A few years after Spike came here, I read in a copy of a wildlife magazine an article by Professor Tim Birkhead, author of a definitive book about magpies. He suggested that magpies, being ‘too obstreperous for domestication’, cannot successfully be tamed, that, not being subject to the long processes of domestication undergone by cats and dogs, like all wild creatures their own natural inclinations will inevitably conflict with
what he describes as ‘civilised restraints’. As I read it, I felt uneasy, sensing in it something I already knew.

Indeed, after a few years Spike grew in criminality. His aggression expanded, his area of operations, his private gangland territory, to encompass the cupboard where the dustbin bags were kept, the door of the dishwasher, the valve of the floor steamer. He flew with greater, more malicious intent. I could see the reluctance of some friends to come into the kitchen. ‘Just shoo him away,’ I’d say, but would note their wary, sensible fear. I had read Professor Birkhead’s article. I knew him to be right.

If people are frightened of Chicken, they were even more so of Spike. I was careful to keep him away from each nervous, cowering joiner, each terrified electrician, each visitor, imagining, as I chased him from kitchen to rat room, slamming the door between them, the lawyer’s letters arriving, accusing me of failing to keep proper control of a magpie.
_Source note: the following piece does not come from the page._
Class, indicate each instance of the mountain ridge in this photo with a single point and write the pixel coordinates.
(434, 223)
I worried about the future. Unlike Chicken, he showed no sign of maturing into a contented adult bird. I knew him to be too vigorous, enquiring, demanding for the life he was being obliged to lead. It felt as if he had other things to do, other places to go. It increased my sense of guilt. What would have happened to him if Elizabeth hadn’t phoned me that day? For most of the time he was here, I believe that he was happy. He was, as far as I could judge by his behaviour, his appearance, his interest in himself and in what was around him; but it was not enough. As he grew older, he wanted to be elsewhere. I had the same misgivings and anxieties as I did with Chicken. I might have
decided differently about him had I known, but without him we, at least, would have missed so much.
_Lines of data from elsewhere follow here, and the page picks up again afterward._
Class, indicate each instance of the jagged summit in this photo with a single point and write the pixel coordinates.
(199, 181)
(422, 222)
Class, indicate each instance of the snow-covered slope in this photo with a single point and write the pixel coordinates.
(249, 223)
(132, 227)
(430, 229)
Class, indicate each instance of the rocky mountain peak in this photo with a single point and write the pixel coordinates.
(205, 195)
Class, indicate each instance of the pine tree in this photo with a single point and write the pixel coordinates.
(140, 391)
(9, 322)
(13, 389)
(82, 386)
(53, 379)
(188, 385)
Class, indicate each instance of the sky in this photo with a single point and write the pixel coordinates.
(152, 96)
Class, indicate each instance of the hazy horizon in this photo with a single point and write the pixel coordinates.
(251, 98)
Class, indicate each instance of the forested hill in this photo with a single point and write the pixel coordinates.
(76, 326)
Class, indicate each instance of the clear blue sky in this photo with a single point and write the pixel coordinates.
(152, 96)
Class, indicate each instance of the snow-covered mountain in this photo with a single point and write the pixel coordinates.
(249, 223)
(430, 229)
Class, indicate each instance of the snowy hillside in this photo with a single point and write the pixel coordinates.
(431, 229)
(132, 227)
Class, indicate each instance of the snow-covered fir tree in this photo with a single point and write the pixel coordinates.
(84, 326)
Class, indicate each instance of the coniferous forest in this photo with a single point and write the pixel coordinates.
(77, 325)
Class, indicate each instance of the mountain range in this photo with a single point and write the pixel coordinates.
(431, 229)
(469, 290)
It was only months after I began to wonder what would be when I came back to find Spike in his box, crouching, clearly unwell. He had been in fine and vigorous form when I had left. Within a day, he was dead. I don’t know why he died, what it was that made him wilt, as birds, do, decline within that very short time and die. He was as he had been when he had flown into the wall in fear at the sight of the ladder. I can think of no other explanation. Frightened by something in my absence, a cat at the window, the patrolling hawk, he may have flown against the wall. He drooped, beyond my ability to help, his eyes clouded. I sat on the floor by his box, stroking him.